Vendredi 29 août 2014/ Pierre Veya
La transformation du système énergétique est rapide et profonde
Le basculement du monde vers les énergies renouvelables est spectaculaire par bien des aspects, notamment en termes d’investissements. Rien que dans les pays de l’OCDE, les énergies renouvelables représentent 80% des nouvelles capacités installées pour produire de l’électricité. Selon le dernier rapport de l’Agence internationale de l’énergie (AIE), ce basculement massif vers des énergies plus propres pourrait toutefois ralentir en raison des incertitudes politiques et réglementaires. Selon la directrice de l’AIE, Maria van der Hoeven, c’est un comble dans la mesure où plusieurs filières et technologies sont près d’être compétitives ou le sont déjà dans de grands pays, comme le Brésil, l’Afrique du Sud ou le Chili.

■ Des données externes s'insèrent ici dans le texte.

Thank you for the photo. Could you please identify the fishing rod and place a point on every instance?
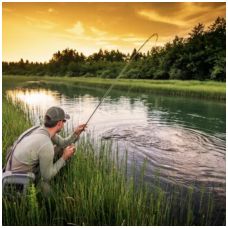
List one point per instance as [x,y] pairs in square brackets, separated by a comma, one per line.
[110,88]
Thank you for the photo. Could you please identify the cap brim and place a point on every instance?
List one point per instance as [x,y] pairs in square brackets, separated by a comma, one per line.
[67,116]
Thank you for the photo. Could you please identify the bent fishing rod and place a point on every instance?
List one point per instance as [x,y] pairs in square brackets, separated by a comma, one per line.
[110,88]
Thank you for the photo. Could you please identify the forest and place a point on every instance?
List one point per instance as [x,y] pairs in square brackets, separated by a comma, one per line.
[200,56]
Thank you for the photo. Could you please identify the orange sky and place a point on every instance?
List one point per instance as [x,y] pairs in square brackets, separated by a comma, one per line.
[35,31]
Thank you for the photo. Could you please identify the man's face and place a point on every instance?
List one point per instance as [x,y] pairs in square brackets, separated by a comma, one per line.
[60,125]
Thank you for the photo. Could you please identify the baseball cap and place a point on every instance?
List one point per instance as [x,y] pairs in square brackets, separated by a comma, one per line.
[56,114]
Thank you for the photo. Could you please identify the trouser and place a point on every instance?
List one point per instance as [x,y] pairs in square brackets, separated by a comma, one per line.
[45,186]
[19,167]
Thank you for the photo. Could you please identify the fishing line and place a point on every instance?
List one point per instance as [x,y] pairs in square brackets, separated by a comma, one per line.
[110,88]
[141,68]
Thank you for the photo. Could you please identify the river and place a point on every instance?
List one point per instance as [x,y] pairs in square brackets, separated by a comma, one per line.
[185,137]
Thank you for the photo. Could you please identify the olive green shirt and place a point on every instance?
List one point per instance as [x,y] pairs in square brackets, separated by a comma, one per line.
[37,149]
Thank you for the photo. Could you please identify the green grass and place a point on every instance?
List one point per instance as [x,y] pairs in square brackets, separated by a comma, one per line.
[93,189]
[197,89]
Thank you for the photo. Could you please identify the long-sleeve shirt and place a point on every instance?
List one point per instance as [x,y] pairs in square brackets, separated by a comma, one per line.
[37,149]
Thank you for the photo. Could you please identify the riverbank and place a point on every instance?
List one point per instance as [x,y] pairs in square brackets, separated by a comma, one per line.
[195,89]
[92,190]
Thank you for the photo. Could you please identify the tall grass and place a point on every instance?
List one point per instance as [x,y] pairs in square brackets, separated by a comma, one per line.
[94,189]
[197,89]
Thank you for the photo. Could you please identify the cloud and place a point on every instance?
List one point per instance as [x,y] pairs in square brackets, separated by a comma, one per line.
[102,42]
[98,32]
[154,16]
[40,24]
[52,11]
[185,15]
[42,12]
[7,10]
[78,29]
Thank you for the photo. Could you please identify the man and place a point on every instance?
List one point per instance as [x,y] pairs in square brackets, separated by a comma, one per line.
[36,152]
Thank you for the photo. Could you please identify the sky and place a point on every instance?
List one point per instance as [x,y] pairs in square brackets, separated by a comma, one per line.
[35,31]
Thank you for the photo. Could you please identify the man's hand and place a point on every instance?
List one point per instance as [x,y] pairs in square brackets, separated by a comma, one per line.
[68,152]
[79,129]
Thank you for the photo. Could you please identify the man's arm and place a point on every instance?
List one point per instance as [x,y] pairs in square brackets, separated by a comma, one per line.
[63,142]
[47,168]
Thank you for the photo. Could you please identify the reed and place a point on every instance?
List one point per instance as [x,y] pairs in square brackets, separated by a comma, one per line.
[197,89]
[93,189]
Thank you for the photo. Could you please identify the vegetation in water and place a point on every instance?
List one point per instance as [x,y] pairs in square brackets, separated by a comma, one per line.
[198,89]
[94,189]
[201,56]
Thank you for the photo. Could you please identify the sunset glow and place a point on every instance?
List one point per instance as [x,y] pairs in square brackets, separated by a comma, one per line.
[35,31]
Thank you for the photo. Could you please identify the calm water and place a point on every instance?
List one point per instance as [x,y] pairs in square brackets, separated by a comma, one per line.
[186,137]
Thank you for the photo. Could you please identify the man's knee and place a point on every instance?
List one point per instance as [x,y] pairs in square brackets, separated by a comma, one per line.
[58,151]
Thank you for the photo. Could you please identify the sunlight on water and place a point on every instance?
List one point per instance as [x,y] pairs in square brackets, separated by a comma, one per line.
[33,97]
[186,137]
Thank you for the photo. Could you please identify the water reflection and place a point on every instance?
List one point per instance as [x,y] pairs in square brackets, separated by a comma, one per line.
[187,137]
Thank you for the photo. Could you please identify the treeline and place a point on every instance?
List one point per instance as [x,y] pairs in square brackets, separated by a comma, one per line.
[200,56]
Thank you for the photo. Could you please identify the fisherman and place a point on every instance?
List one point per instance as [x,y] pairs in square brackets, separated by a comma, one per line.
[36,151]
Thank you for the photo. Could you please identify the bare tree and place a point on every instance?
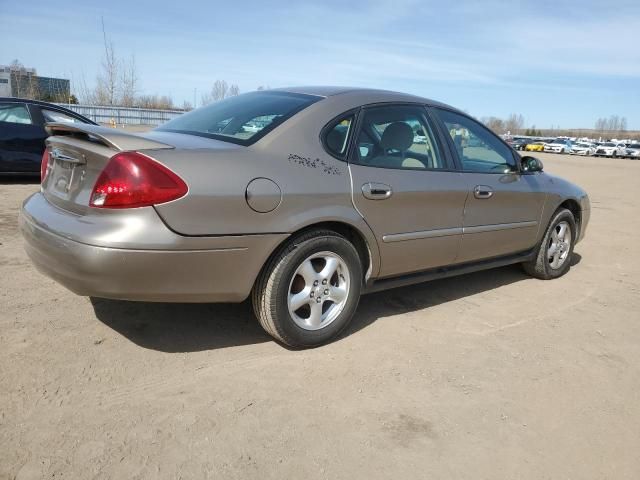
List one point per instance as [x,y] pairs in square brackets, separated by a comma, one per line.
[514,123]
[494,123]
[154,101]
[128,83]
[107,81]
[220,91]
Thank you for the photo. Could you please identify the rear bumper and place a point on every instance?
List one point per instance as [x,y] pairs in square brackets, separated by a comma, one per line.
[209,269]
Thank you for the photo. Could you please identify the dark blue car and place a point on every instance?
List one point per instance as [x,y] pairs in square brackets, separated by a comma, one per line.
[22,133]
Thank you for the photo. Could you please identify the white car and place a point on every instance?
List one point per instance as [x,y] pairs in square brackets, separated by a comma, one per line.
[583,148]
[633,152]
[559,145]
[611,149]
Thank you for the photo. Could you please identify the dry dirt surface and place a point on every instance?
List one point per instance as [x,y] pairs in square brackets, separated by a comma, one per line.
[489,376]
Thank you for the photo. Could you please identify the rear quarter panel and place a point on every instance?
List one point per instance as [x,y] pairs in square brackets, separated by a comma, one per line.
[315,187]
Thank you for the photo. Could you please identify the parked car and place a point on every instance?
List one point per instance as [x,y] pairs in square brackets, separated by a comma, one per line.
[583,148]
[559,145]
[535,147]
[519,143]
[329,200]
[22,132]
[633,151]
[611,149]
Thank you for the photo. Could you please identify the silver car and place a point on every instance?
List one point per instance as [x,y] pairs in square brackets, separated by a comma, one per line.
[330,198]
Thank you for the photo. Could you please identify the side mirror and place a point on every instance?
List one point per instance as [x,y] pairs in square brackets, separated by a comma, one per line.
[531,164]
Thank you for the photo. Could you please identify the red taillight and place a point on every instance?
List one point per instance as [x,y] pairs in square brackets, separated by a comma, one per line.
[44,165]
[132,179]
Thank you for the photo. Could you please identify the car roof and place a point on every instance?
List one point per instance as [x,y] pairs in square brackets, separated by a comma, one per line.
[372,95]
[45,104]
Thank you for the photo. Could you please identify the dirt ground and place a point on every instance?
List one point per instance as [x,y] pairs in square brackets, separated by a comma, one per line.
[488,376]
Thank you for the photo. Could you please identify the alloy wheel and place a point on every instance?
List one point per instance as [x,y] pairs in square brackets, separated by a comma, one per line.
[319,290]
[559,245]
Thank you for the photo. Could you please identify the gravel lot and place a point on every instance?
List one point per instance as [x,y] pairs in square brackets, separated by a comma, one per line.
[492,375]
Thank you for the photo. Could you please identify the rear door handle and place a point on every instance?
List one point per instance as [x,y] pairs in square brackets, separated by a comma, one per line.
[376,191]
[482,192]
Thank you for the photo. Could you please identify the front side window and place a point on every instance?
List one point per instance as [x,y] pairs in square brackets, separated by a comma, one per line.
[397,136]
[242,119]
[55,116]
[478,149]
[14,113]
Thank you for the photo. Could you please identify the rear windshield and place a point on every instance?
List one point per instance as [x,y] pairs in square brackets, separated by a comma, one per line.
[242,119]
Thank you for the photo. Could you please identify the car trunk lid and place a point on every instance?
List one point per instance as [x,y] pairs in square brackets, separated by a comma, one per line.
[77,156]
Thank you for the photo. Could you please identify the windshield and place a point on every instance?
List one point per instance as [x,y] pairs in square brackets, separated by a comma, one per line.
[242,119]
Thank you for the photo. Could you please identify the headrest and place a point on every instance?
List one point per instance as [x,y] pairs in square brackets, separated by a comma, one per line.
[397,136]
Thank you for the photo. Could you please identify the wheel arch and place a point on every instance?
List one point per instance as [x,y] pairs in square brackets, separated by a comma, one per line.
[364,243]
[574,207]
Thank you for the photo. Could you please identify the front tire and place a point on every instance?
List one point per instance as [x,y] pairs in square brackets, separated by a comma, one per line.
[309,290]
[555,250]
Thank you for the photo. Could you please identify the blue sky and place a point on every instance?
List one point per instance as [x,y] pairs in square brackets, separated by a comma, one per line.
[562,63]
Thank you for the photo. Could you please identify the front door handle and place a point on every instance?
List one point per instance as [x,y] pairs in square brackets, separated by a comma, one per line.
[376,191]
[483,192]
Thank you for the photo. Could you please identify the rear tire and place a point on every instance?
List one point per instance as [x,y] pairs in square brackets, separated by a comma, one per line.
[554,252]
[309,290]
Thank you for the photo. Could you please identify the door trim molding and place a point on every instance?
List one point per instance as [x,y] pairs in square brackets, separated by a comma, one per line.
[447,232]
[499,226]
[441,232]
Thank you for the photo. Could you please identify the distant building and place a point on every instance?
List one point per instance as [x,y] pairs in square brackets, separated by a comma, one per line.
[18,81]
[5,82]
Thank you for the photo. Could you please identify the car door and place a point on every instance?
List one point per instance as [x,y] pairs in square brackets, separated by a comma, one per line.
[504,205]
[21,139]
[405,186]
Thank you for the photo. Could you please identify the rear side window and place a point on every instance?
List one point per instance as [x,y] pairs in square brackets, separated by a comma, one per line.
[55,116]
[336,137]
[478,149]
[397,136]
[242,119]
[14,113]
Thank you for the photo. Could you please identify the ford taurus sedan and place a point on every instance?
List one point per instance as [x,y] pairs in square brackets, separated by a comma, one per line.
[331,198]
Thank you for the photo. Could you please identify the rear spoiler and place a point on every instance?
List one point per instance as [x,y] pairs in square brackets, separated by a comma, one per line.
[110,137]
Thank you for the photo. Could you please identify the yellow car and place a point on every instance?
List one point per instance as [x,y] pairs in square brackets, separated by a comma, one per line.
[535,147]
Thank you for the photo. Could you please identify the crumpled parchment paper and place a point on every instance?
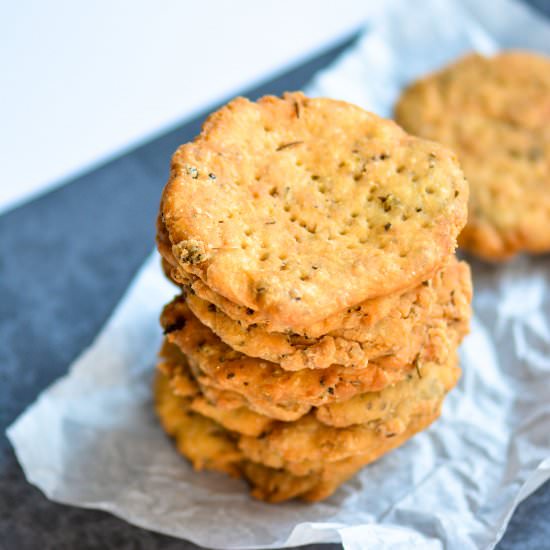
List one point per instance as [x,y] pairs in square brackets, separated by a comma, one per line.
[92,440]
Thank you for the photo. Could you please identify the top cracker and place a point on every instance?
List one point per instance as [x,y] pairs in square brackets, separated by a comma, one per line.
[494,112]
[302,207]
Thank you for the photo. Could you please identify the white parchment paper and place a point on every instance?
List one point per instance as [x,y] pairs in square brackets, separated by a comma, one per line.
[91,439]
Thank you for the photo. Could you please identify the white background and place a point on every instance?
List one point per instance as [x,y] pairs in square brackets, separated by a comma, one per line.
[81,81]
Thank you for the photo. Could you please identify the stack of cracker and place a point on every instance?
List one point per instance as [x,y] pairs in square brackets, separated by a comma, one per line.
[321,303]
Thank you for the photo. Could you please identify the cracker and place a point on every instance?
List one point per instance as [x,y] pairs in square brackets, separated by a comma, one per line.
[366,313]
[204,442]
[495,114]
[305,446]
[398,337]
[303,212]
[269,389]
[208,446]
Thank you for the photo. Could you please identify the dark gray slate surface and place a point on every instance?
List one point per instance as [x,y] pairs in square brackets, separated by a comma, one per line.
[65,260]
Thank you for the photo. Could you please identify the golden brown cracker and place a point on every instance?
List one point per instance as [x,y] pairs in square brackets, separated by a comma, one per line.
[398,337]
[301,212]
[494,112]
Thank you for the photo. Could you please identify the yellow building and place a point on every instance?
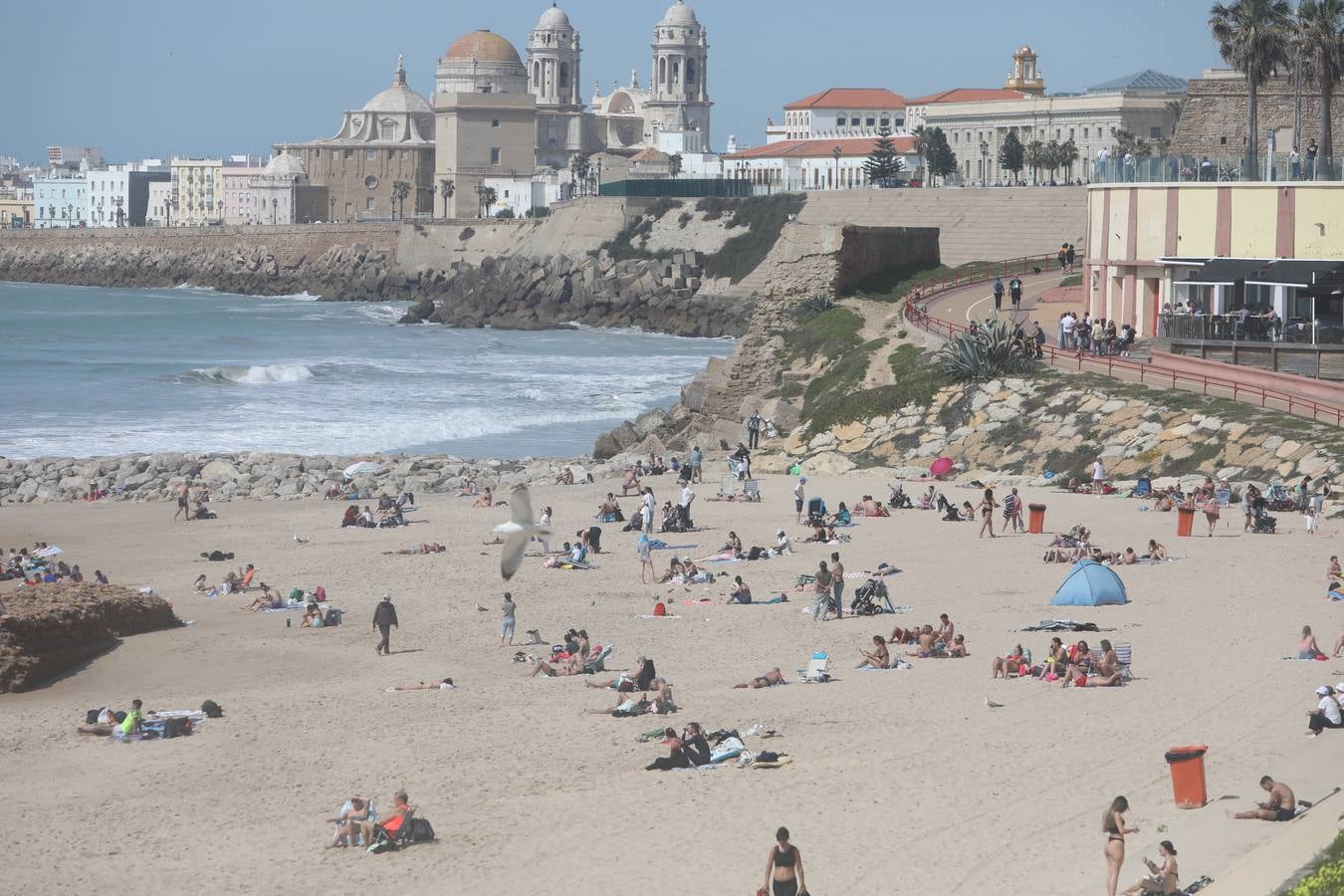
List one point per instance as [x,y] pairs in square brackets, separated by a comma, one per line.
[12,210]
[1220,247]
[198,191]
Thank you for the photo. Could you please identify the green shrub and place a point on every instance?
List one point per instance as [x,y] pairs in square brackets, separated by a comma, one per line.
[830,334]
[764,216]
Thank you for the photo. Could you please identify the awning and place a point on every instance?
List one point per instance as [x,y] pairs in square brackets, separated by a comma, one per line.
[1297,273]
[1224,272]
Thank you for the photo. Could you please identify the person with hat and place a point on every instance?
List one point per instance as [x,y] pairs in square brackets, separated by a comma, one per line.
[384,619]
[1327,714]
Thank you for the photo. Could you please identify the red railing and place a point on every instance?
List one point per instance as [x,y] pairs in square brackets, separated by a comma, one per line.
[917,312]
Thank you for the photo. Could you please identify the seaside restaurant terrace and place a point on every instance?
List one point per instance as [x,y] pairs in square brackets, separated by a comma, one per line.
[1248,300]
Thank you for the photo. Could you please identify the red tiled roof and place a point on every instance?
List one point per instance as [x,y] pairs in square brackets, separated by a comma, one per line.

Le rapport de l’AIE fournit quantité de données chiffrées qu’il est intéressant de passer en revue. Ainsi la production mondiale d’électricité issue des renouvelables devrait croître de 45% et atteindre près de 26% de la production totale d’ici à 2020. La croissance sera essentiellement portée par l’hydraulique, l’éolien terrestre mais également le solaire photovoltaïque, qui suit un boom sans précédent en Chine et en Afrique notamment. D’ailleurs, c’est l’un des constats les plus intéressants du rapport de l’AIE: l’Asie, en particulier la Chine, et l’Afrique mais également l’Amérique du Sud prennent le relais de la croissance européenne et américaine. Dans ces deux derniers continents, les investissements seront soutenus mais inférieurs à ceux des nouveaux pays en voie d’industrialisation. C’est une excellente nouvelle: les énergies propres progressent partout dans le monde et de plus en plus vite dans les pays en développement. Dès 2020, les capacités de production d’énergies renouvelables installées dans le monde devraient dépasser celles des énergies fossiles. L’AIE estime cependant que ces formidables progrès demeurent trop faibles pour permettre d’atteindre les objectifs climatiques généralement retenus, soit un réchauffement moyen global de deux degrés Celsius. Enfin, dès 2020 toujours, la plupart des filières renouvelables pourront se passer de subventionnement.
Les experts de Bloomberg New Energy Finance (BNEF) livrent, eux, une analyse plus optimiste des transformations en cours. A lire leur rapport, publié en juillet, la croissance des nouvelles énergies vertes sera plus rapide que celle prévue par l’AIE. En 2030, pour la première fois depuis des décennies, les capacités en renouvelables dépasseront largement le parc installé en énergies fossiles, leur part passant de 40 à 60%. A l’inverse, les capacités de production en charbon et en gaz vont baisser. En termes d’investissements, cela signifie que sur les 7700 milliards de dollars investis dans les capacités de production, 5100 milliards le seront dans le renouvelable! Ces chiffres montrent un tournant même si, en 2030, la production d’électricité à partir des énergies fossiles représentera encore 44% du total, contre 64% aujourd’hui. Mais le progrès est remarquable. En quinze années à peine, soit demain, le solaire photovoltaïque et l’éolien représenteront à eux seuls 16% de la production mondiale d’électricité en 2030 contre 3% en 2013. En Allemagne, la pionnière, ces deux technologies devraient générer 52% du courant électrique du pays!
Les prévisions de BNEF se fondent sur une rapide baisse des coûts dans les filières renouvelables et un ralentissement plus prononcé des énergies fossiles en raison de l’introduction de politiques visant à limiter les émissions de CO2, en particulier en Europe et aux Etats-Unis. A noter que tant l’AIE que BNEF n’imaginent pas un développement du nucléaire; BNEF prévoit même son recul.Infographie: En 2030 le renouvelable s'impose sur le pétrole, le charbon et le gaz.http://www.letemps.ch/Page/Uuid/8ae85236-2ed6-11e4-9b2f-a894516ff6c9/
Ces prévisions, qu’elles soient de l’AIE ou des experts de Bloomberg, montrent une transformation très profonde des systèmes énergétiques dans le monde. Clairement, ce ne sont plus les coûts qui limiteront l’expansion des énergies renouvelables mais la réglementation et des obstacles techniques. Rares sont les pays qui ont anticipé une telle évolution, qui exigera une transformation complète des réseaux de transport et de distribution. Les technologies de stockage deviendront cruciales, de même que la capacité à gérer de manière flexible des productions décentralisées ou intermittentes. Une transformation comparable à celle qu’a vécue l’informatique, passant des grands ordinateurs centralisés à l’informatique distribuée avec l’invention du PC, puis du Web. Nous entrons dans un nouveau monde.